# Energy release from 75c drop in water temp, 1L?

• supak111
In summary, the conversation discusses the amount of energy released in joules when 1 liter of water at 100C is dropped to 25C, and for every 1C drop in temperature. It also questions if the release of energy is linear and if it takes the same amount of energy to go from 20 to 21C as it does to go from 90 to 91C. The answer is yes, for water, the specific heat is a constant with temperature. However, phase changes also play a role in the amount of energy released.
supak111
Hey everyone can anyone tell me how much energy is released (joules) if you take 1 liter of water at 100C and drop it down to 25C (room temp, reg pressure)? Is it significant amount?

Better even how much energy is released (approximately) for every 1c drop in temp? Is the release in energy linear? Say 90C to 89C vs 50C to 49C, both same amount of energy?

Last edited:
supak111 said:
Hey everyone can anyone tell me how much energy is released (joules) if you take 1 litter of water at 100c and drop it down to 25c (room temp, reg pressure)?
Most people here can, but you will benifit more by working it out for yourself.
http://hyperphysics.phy-astr.gsu.edu/hbase/thermo/spht.html
Is it significant amount?
Dunno - what do you mean by "significant"?

Niggle:
You mean, 1 litre of water at 100C drop to 25C?
A "1 litter" is "one platform for carrying people on", and "100c" is a dollar.

Lol. So it basically: 80C x 800g x 4.2J= 268,800J? Or am I not doing this right?

Seeing how a AA battery only has about 10,000J, I would consider that significant ;-). In fact I'm kind of shocked it would take about 27 AA batteries

That's right - this is why water plays such a big role in temperature regulation. Though it takes 27 AA batteries to heat the water ... it cools down all by itself.

You can check that it makes sense by considering how long it takes for your kettle to bring a cup of water to boil.

Yea this is true. Is the heating and cooling linear? What I mean is does it take same amount to go from 20 to 21C and it does to go for 90 to 91C for example?

supak111 said:
Yea this is true. Is the heating and cooling linear? What I mean is does it take same amount to go from 20 to 21C and it does to go for 90 to 91C for example?
In terms of the link I gave you, this question amounts to asking if the specific heat is a constant with temperature... for the temperature ranges you cite, for water, yes. However, this is not generally the case, which is why tables of specific heats also list the temperature where they were measured.
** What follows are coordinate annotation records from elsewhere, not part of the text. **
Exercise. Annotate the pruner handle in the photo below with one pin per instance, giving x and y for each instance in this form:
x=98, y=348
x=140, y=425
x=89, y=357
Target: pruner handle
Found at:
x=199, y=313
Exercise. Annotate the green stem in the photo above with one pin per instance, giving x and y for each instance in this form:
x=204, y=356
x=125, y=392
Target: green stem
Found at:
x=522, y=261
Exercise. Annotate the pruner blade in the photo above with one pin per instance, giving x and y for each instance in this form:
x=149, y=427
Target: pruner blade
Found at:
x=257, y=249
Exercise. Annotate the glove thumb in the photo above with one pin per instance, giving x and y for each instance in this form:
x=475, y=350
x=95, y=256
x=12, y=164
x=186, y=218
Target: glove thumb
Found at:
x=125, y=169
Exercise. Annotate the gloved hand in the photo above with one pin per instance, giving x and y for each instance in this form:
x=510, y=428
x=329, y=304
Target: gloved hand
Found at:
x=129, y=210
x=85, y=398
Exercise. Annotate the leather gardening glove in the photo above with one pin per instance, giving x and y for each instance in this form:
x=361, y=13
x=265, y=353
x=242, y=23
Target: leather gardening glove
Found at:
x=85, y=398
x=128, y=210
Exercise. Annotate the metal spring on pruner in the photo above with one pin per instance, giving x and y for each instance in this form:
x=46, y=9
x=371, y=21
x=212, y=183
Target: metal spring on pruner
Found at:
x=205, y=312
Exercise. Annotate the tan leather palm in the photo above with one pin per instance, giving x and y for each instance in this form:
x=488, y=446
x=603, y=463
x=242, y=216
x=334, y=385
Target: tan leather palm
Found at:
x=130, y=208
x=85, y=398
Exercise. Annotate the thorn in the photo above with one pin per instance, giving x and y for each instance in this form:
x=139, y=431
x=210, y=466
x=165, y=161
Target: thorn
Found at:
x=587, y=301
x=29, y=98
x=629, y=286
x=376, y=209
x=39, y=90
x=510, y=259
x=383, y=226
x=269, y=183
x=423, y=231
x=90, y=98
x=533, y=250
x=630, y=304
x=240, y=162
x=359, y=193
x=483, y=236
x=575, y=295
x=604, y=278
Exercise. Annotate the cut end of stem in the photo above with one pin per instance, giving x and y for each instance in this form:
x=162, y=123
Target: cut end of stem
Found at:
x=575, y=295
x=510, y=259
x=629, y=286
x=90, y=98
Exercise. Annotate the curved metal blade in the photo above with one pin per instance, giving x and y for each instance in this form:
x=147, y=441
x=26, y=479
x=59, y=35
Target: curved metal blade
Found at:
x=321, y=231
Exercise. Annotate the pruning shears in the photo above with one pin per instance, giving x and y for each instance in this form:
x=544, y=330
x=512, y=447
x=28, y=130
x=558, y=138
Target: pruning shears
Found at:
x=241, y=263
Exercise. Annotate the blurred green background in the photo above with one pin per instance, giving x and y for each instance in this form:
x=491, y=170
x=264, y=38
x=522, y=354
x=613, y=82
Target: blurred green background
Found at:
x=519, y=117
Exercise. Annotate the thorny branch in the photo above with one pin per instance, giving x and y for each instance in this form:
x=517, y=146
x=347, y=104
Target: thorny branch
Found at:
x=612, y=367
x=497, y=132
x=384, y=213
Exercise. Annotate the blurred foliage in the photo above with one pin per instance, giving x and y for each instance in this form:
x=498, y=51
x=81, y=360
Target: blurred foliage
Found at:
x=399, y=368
Then there is the case of phase changes - look up "latent heat".

Will do and thanks.

## 1. How does a 75 degree Celsius drop in water temperature release energy?

When water is heated, the molecules within the water gain energy and move faster, causing the temperature to rise. When the water cools down, the molecules slow down and lose energy. This energy is released in the form of heat.

## 2. What is the source of the energy released from a 75 degree Celsius drop in water temperature?

The source of the energy released is the thermal energy stored within the water molecules. This energy is released when the temperature of the water decreases.

## 3. How is the energy released from a 75 degree Celsius drop in water temperature measured?

The energy released from a drop in water temperature can be measured using a calorimeter. A calorimeter is a device that measures the heat transfer between two substances, in this case, the water and the environment.

## 4. Is the energy released from a 75 degree Celsius drop in water temperature significant?

The amount of energy released from a 75 degree Celsius drop in water temperature can vary depending on the volume of water and the surrounding environment. However, in general, this energy release is considered significant and can be harnessed for various purposes.

## 5. Can the energy released from a 75 degree Celsius drop in water temperature be used as a renewable energy source?

Technically, the energy released from a drop in water temperature is not a renewable energy source as it is simply a transfer of heat energy. However, this energy can be harnessed and converted into usable forms, such as electricity, through methods like geothermal energy. This process is considered renewable as it utilizes the Earth's natural heat and does not deplete finite resources.